AUTHOR=Tao Tao , Lu Shiqi , Hu Nan , Xu Dongyang , Xu Chenyang , Li Fajun , Wang Qin , Peng Yuan TITLE=Prognosis of comatose patients with reduced EEG montage by combining quantitative EEG features in various domains JOURNAL=Frontiers in Neuroscience VOLUME=17 YEAR=2023 URL=https://www.frontiersin.org/journals/neuroscience/articles/10.3389/fnins.2023.1302318 DOI=10.3389/fnins.2023.1302318 ISSN=1662-453X ABSTRACT=Objective

As the frontoparietal network underlies recovery from coma, a limited frontoparietal montage was used, and the prognostic values of EEG features for comatose patients were assessed.

Methods

Collected with a limited frontoparietal EEG montage, continuous EEG recordings of 81 comatose patients in ICU were used retrospectively.

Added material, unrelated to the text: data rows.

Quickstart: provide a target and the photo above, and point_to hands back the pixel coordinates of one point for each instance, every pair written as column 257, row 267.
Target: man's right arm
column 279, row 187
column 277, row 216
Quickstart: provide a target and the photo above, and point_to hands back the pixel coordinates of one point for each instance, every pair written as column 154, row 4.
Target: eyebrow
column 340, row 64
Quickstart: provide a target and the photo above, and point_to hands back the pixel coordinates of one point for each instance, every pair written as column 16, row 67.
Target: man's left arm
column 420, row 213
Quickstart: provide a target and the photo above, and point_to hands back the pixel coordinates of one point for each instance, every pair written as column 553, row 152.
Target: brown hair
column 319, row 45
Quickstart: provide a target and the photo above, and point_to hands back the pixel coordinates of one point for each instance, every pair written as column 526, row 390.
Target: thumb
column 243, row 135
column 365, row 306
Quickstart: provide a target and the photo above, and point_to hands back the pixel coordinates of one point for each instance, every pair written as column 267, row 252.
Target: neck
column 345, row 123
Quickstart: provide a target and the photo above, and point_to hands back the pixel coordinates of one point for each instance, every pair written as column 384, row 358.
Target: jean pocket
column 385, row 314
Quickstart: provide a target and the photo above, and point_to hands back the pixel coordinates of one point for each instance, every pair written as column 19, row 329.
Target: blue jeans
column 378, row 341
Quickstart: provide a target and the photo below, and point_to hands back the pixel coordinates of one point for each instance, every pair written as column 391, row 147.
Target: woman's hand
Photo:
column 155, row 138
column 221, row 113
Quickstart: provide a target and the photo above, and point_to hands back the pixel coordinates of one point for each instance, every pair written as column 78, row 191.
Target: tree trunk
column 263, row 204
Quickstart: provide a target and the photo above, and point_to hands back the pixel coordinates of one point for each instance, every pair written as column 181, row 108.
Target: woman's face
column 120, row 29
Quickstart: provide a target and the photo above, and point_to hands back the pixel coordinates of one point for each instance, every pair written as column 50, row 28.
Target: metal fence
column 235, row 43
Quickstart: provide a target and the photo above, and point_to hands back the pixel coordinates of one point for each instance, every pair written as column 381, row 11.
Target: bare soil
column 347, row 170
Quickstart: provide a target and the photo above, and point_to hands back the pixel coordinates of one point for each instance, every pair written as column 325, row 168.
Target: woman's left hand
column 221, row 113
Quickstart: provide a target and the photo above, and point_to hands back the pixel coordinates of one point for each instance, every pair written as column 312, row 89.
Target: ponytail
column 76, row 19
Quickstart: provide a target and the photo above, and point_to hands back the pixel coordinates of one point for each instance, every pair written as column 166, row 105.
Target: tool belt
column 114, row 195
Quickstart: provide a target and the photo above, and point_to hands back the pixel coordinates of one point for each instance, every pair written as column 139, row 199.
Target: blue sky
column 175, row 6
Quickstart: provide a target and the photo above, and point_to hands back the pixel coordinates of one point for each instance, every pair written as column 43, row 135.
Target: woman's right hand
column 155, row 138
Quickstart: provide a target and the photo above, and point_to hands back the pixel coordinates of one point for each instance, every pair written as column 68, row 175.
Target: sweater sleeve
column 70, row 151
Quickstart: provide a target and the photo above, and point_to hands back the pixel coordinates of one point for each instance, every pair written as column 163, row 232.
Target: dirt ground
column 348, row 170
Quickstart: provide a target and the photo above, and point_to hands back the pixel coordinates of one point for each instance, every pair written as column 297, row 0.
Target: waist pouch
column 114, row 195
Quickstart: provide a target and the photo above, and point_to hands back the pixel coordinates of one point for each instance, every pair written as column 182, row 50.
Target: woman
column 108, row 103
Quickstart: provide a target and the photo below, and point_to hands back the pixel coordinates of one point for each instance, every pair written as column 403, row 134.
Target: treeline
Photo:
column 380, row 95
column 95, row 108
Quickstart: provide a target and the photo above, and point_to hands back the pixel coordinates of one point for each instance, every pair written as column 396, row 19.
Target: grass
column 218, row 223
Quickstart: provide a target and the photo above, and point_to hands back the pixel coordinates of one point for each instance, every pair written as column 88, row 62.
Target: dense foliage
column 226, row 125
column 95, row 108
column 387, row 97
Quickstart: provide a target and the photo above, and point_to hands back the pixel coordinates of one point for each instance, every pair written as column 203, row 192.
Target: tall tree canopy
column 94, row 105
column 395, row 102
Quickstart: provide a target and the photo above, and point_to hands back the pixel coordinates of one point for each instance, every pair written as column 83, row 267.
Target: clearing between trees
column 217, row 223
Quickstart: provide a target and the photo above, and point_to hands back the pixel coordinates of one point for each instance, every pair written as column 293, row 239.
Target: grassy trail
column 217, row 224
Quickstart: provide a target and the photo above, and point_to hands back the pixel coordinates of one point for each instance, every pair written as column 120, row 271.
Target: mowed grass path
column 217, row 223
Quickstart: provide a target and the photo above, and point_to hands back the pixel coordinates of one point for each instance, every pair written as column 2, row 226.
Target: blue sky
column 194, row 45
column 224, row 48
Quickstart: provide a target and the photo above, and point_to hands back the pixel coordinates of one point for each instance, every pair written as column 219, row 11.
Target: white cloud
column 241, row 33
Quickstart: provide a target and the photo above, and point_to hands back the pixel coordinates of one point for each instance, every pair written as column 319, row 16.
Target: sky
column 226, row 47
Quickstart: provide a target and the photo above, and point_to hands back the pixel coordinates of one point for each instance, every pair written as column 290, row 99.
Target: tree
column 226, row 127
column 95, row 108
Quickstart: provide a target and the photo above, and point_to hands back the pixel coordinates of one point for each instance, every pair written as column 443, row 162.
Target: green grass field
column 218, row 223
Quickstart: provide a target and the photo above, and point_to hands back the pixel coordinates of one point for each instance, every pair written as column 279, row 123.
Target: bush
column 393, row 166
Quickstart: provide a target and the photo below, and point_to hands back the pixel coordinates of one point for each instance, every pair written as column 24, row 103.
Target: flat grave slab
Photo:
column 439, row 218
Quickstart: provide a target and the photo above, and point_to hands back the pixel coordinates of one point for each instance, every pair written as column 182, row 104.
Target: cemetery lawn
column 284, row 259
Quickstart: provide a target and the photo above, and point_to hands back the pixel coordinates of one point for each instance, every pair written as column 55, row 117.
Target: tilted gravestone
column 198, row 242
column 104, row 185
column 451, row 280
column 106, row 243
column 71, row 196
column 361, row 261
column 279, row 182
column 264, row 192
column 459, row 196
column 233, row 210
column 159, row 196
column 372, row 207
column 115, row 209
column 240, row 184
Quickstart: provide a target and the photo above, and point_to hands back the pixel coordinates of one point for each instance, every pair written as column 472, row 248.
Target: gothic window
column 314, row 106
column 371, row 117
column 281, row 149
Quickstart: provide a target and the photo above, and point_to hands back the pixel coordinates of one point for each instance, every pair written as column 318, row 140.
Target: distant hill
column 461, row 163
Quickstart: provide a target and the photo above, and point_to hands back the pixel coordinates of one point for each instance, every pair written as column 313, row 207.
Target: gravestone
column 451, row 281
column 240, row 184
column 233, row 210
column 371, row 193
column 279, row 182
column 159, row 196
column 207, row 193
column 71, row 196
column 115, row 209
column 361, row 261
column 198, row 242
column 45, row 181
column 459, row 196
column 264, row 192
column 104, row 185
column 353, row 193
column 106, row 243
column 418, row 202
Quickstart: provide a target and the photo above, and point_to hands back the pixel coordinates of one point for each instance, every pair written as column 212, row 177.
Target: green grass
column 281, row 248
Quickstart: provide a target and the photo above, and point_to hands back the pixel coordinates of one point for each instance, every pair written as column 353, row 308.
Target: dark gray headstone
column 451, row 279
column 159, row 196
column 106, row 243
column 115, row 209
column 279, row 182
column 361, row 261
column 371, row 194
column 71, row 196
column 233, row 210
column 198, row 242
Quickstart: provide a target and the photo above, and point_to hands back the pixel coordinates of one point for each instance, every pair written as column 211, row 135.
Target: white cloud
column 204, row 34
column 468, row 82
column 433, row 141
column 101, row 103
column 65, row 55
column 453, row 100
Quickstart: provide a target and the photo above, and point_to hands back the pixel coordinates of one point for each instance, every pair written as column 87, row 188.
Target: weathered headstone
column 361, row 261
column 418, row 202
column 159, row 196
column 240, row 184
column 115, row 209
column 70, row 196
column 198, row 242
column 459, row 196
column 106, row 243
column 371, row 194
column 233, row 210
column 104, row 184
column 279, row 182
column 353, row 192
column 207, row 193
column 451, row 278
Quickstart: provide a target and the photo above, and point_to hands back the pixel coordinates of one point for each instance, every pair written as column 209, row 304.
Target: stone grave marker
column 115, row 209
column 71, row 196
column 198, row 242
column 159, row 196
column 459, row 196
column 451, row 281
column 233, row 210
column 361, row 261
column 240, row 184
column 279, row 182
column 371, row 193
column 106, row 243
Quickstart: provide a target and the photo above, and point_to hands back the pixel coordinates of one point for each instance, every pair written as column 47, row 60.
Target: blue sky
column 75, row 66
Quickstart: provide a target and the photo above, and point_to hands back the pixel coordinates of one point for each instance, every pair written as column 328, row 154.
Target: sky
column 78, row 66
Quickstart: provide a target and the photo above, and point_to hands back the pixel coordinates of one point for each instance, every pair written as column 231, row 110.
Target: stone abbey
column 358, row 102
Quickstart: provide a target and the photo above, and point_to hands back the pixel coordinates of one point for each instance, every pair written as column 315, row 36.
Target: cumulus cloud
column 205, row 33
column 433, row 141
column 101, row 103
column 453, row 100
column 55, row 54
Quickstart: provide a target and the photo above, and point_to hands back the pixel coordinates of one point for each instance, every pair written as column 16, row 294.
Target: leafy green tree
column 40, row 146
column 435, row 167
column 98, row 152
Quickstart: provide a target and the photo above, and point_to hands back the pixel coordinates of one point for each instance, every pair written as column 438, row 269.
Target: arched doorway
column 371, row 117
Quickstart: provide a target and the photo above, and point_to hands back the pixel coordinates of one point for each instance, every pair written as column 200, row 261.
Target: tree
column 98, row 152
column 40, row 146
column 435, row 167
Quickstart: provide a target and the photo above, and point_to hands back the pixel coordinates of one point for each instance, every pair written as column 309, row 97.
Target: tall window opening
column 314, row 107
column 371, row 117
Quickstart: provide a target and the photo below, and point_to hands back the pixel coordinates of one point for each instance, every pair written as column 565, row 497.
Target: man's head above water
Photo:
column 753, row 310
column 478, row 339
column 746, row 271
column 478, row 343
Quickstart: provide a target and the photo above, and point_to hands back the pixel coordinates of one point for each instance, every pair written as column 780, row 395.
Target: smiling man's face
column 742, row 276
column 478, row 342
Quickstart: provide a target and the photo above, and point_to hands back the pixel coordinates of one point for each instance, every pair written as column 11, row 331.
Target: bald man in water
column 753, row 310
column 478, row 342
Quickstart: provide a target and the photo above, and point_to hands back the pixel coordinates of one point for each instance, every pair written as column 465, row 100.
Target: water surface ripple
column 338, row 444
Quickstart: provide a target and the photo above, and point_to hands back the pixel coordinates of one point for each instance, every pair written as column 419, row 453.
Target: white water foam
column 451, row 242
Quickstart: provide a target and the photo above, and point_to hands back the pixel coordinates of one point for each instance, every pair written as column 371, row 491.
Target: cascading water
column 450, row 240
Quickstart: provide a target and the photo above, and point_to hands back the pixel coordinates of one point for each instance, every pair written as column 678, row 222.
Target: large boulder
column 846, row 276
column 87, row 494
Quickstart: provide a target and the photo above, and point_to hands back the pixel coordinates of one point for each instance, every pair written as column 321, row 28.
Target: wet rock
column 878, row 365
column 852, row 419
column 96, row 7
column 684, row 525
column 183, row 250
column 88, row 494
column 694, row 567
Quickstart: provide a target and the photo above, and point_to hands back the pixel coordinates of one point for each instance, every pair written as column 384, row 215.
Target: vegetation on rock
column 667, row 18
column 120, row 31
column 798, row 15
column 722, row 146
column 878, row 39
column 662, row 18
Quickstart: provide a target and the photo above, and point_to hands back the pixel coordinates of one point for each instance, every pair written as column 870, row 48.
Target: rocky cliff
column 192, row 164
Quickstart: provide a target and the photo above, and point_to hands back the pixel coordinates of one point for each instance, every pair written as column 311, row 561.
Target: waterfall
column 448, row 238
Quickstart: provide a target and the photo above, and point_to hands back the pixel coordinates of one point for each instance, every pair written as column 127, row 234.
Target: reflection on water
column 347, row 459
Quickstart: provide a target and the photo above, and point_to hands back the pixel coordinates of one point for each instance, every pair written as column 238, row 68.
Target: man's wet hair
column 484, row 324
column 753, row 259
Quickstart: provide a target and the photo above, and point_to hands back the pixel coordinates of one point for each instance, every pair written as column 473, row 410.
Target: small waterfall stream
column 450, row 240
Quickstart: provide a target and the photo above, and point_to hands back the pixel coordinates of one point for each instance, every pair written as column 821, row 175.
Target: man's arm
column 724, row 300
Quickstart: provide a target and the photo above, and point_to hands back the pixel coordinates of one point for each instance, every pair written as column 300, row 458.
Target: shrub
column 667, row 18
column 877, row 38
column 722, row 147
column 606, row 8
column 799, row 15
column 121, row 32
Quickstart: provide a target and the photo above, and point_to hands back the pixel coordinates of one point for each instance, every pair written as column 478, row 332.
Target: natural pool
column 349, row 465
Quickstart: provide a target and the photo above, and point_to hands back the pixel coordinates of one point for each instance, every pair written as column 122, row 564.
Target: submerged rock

By the 60-day Glasgow outcome scale (GOS), the patients were dichotomized into favorable and unfavorable outcome groups. Temporal-, frequency-, and spatial-domain features were automatically extracted for comparison. Partial correlation analysis was applied to eliminate redundant factors, and multiple correspondence analysis was used to explore discrimination between groups. Prognostic characteristics were calculated to assess the performance of EEG feature-based predictors established by logistic regression. Analyses were performed on all-patients group, strokes subgroup, and traumatic brain injury (TBI) subgroup.

Results

By analysis of all patients, raised burst suppression ratio (BSR), suppressed root mean square (RMS), raised power ratio of β to α rhythm (β/α), and suppressed phase-lag index between F3 and P4 (PLI [F3, P4]) were associated with unfavorable outcome, and yielded AUC of 0.790, 0.811, 0.722, and 0.844, respectively. For the strokes subgroup, the significant variables were BSR, RMS, θ/total, θ/δ, and PLI (F3, P4), while for the TBI subgroup, only PLI (F3, P4) was significant. BSR combined with PLI (F3, P4) gave the best predictor by cross-validation analysis in the all-patients group (AUC = 0.889, 95% CI: 0.819–0.960).

Conclusion

Features extracted from limited frontoparietal montage EEG served as valuable coma prognostic tools, where PLI (F3, P4) was always significant. Combining PLI (F3, P4) with features in other domains may achieve better performance.

Significance

A limited-montage EEG coupled with an automated algorithm is valuable for coma prognosis.